Ariel Raviv, M.Sc. Thesis Seminar
Wednesday, 14.12.2011, 12:30
The task of automatically determining the correct sense of a polysemous word has remained a challenge to this day. It is crucial in many Natural Language Processing (NLP) applications such as speech recognition, information retrieval, machine translation and computational advertising. In our research, we introduce Concept-Based Disambiguation (CBD), a novel framework that utilizes recent semantic analysis techniques to represent both the context of the word and its senses in a high-dimensional space of natural concepts. The concepts are retrieved from a vast encyclopedic resource, thus enriching the disambiguation process with large amount of domain-specific knowledge. In such concept-based spaces, more comprehensive measures can be applied in order to pick the right sense. Additionally, we introduce a novel representation scheme, denoted Anchored Representation, that builds a more specific representation for a text that is associated with an anchoring word.

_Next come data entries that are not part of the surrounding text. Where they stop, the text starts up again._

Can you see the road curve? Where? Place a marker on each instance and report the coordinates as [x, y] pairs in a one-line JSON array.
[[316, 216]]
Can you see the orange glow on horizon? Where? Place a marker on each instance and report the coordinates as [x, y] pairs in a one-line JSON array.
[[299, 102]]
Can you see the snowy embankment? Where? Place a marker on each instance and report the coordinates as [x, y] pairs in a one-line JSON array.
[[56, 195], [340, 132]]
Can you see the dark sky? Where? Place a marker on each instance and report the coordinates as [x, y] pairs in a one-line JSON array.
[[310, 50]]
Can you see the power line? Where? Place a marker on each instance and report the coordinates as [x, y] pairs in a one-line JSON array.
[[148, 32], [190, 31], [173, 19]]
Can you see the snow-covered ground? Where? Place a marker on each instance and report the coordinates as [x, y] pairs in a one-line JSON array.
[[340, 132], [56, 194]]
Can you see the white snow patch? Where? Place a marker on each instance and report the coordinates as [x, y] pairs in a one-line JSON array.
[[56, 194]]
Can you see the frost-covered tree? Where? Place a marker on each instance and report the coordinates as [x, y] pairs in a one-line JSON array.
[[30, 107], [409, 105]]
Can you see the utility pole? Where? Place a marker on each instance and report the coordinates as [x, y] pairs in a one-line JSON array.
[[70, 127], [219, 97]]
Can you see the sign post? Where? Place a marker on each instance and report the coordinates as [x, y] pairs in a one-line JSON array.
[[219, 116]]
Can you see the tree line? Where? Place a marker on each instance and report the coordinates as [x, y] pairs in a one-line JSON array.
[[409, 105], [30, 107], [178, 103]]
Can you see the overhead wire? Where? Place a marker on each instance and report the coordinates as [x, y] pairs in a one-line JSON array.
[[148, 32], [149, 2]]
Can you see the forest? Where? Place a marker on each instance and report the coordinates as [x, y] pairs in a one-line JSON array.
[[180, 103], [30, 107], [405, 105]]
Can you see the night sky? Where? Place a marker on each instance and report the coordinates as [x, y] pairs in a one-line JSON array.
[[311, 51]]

We evaluated our framework using two recent text representation schemes, Explicit Semantic Analysis (ESA) and Compact Hierarchical Explicit Semantic Analysis (CHESA) and their two anchored counterparts, and showed that the anchored representation is more suitable to the task of Word sense Disambiguation (WSD). Finally we evaluate our system in coarse-grained settings and show that it outperforms state-of-the-art learning-based methods that exploit large annotated corpora and that it is comparable to recent state-of-the-art unsupervised methods that make use of vast knowledge bases.